Sinon en plaçant au cœur de la relance de l’activité agricole la recherche d’une nouvelle rentabilité basée largement en priorité sur les intrants locaux, l’amélioration des sols la formation, la recherche tropicale et sa communication, l’amélioration des outils manuels agricoles et des métiers annexes induits etc….
C’est-à-dire le plus près possible de l’auto-subsistance alimentaire et sanitaire. Ce qui vient alors de » l’extérieur » n’est plus le produit ni les intrants en général –engrais chimiques, semences, traitements –ni même la technique ou les outils mais la seule connaissance .
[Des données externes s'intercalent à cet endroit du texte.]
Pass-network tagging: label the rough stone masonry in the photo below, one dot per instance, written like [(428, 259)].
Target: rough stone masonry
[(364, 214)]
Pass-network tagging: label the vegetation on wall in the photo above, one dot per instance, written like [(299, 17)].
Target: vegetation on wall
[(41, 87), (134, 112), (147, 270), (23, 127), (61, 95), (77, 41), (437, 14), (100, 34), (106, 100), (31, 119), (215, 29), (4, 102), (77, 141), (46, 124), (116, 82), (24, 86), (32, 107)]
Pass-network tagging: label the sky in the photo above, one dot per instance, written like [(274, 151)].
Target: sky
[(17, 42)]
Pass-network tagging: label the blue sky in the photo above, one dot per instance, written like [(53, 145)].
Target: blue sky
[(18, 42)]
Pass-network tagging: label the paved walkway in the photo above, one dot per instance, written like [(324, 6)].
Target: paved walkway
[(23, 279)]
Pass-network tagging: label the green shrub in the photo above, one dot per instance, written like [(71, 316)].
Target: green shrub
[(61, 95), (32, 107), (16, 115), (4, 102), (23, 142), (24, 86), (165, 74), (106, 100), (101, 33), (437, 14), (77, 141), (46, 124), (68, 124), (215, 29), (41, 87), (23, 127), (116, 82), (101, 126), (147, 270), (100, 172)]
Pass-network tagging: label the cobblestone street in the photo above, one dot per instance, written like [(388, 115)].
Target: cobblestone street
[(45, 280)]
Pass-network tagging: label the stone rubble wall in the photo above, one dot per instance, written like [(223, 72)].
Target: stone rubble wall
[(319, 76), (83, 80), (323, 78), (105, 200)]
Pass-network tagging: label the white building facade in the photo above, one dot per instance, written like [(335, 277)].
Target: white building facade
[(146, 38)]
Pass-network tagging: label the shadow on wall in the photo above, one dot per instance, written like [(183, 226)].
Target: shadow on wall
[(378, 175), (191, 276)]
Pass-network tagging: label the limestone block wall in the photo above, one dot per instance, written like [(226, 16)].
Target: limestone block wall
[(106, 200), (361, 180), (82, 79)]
Produire non plus pour l’extérieur avec des capitaux extérieurs et des techniques et moyens extérieurs –dans la mesure où le coût de ces outils, hors de portée de la totalité des ruraux et paysans, interdit toute participation locale autre que marginale- des produits, coton, arachides, melons ou haricots cultivés sur des dizaines d’hectares avec des tracteurs, des semis, des pesticides et engrais venus d’Europe et destinés dans leur quasi intégralité au marché européen mais produire pour les besoins locaux avec des moyens locaux en ne prenant de « l’extérieur » qu’une recherche qui met en avant un type d’intervention paysanne et indépendante, autonome et locale.
Sanou Mbaye says
la volonté politique pour traduire ce modèle en réalité n’existe nulle part en Afrique présentement. Pire, les dirigeants et membres de l’élite semblent manquer de la vision, de l’expertise, de la compétence et de l’indépendance d’esprit nécessaire a la réalisation d’un tel projet. Heureusement, nous vivons une de ces crises structurelles du capitalisme qui débouchera sur des changements fondamentaux dans l’ordre établi. Rêvons que des bouleversements actuels naitra une classe politique africaine soucieuse des intérêts des populations et désireuse de mettre en œuvre les programmes, projets et politiques que les populations appellent de leurs vœux.